Lo que siempre fuimos

Capítulo 5

El aire afuera olía a tierra mojada y gasolina.

Hugo tiró de mí sin mirarme, la mano firme en mi muñeca, casi dolorosa. Sus pasos eran largos, medidos, pero su respiración —corta, tensa— lo traicionaba.
Estaba conteniéndose.

No dijo nada mientras cruzábamos la finca. El cuerpo del hombre seguía ahí dentro, inmóvil, con la sangre extendiéndose despacio, como una sombra que se abría sobre el suelo.
No quise mirarlo.
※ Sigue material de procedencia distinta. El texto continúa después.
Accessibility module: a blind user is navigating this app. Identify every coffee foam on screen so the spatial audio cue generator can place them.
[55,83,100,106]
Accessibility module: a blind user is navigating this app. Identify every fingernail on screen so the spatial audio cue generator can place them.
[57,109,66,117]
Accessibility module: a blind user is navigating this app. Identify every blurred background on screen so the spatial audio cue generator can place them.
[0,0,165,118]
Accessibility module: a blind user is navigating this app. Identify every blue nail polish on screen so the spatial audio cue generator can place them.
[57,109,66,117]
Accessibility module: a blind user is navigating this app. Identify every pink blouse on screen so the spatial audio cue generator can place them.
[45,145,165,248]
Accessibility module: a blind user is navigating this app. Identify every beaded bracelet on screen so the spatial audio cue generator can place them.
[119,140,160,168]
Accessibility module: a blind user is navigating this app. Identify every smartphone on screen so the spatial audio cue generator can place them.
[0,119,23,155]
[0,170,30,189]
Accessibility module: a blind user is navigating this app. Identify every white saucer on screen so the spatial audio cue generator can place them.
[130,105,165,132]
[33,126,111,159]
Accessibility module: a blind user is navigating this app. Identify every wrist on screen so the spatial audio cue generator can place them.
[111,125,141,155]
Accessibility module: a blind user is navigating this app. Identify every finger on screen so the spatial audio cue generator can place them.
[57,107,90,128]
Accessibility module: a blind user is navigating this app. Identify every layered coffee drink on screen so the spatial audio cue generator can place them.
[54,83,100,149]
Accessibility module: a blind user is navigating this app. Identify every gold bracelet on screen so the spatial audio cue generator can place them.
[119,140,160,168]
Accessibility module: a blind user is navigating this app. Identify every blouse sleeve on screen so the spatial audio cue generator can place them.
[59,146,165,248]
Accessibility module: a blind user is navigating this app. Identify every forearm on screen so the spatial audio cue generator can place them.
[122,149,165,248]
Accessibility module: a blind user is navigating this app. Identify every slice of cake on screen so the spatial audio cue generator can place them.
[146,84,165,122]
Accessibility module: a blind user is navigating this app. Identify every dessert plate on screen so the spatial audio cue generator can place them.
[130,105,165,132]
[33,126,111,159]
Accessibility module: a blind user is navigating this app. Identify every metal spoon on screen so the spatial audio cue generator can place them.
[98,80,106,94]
No quise pensar en ello.

Solo podía seguir a Hugo, tropezando a cada paso, con la cabeza todavía latiéndome por el golpe.
Llegamos al coche.
Él abrió la puerta del copiloto de un tirón y me señaló el interior.

—Sube —ordenó.

—No —dije, la voz temblando pero firme—. No voy a moverme hasta que me digas qué está pasando.
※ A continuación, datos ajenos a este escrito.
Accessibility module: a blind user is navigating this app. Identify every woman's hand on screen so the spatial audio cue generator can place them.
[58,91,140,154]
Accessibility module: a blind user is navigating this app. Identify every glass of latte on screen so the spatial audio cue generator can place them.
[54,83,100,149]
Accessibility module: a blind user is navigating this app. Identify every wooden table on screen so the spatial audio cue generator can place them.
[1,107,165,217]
Él se giró despacio. Me miraba como si estuviera cometiendo la estupidez número trescientos cincuenta y cuatro del día, y puede que lo fuera, pero quería respuestas.

—Antonella —dijo bajo, como advertencia—. No empieces.
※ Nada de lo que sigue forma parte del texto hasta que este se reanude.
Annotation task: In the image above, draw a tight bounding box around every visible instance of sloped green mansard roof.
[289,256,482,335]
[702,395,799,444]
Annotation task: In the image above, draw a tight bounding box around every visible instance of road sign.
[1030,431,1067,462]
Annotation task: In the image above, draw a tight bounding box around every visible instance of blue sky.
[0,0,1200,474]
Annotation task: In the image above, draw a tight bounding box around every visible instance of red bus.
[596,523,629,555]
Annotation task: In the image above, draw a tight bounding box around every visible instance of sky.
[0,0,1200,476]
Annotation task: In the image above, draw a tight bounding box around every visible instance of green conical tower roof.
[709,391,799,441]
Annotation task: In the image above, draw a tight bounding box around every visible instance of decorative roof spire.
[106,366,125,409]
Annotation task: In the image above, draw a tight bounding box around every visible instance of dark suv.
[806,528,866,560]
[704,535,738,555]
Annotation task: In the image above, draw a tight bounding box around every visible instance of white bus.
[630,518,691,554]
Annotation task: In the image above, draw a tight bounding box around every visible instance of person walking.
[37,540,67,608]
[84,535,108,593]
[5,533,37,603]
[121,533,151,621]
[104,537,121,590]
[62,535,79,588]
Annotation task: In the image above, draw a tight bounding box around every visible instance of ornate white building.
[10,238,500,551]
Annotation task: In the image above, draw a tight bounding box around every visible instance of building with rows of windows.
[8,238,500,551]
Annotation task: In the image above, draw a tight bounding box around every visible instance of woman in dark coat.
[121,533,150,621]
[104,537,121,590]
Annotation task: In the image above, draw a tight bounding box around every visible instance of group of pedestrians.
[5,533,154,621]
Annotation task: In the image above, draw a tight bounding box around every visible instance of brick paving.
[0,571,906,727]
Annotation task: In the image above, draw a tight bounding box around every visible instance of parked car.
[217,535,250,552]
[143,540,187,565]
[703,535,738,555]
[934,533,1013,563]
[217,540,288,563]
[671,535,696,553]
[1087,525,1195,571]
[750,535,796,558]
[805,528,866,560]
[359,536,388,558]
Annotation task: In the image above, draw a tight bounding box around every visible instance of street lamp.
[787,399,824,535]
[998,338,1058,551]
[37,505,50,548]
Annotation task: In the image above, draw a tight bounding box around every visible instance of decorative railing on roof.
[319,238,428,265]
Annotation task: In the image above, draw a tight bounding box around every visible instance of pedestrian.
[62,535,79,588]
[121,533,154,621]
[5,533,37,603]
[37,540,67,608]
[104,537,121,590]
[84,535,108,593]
—¡Claro que voy a empezar! —grité—. ¡He estado buscando a mi padre mientras tú sabías dónde estaba!

—¿Eres ciega o qué? ¿Acaso lo has visto ahí dentro? ¿Has visto a Julián por algún lado?

Hugo no se movió, pero algo cambió en su mirada. Ya no era contención. Era hartazgo.

—¿Cómo sabías que estaba aquí? —pregunté, intentando unir las piezas.

—Porque conozco de sobra la estupidez que cargas encima.

—No tienes derecho a hablarme así —rebatí.

—¿Sabes cuál es tu problema, Antonella? —preguntó, con voz baja y ronca—. Que no tienes ni idea de cuándo parar. No sabes cuándo dejar de meterte donde no te llaman. Y lo peor… es que crees que todo saldrá bien porque, claro, has sido bendecida por el jodido Zeus.

—¿Perdón? —susurré, incrédula.

Él dio un paso hacia mí, despacio, con una mezcla de furia y decepción.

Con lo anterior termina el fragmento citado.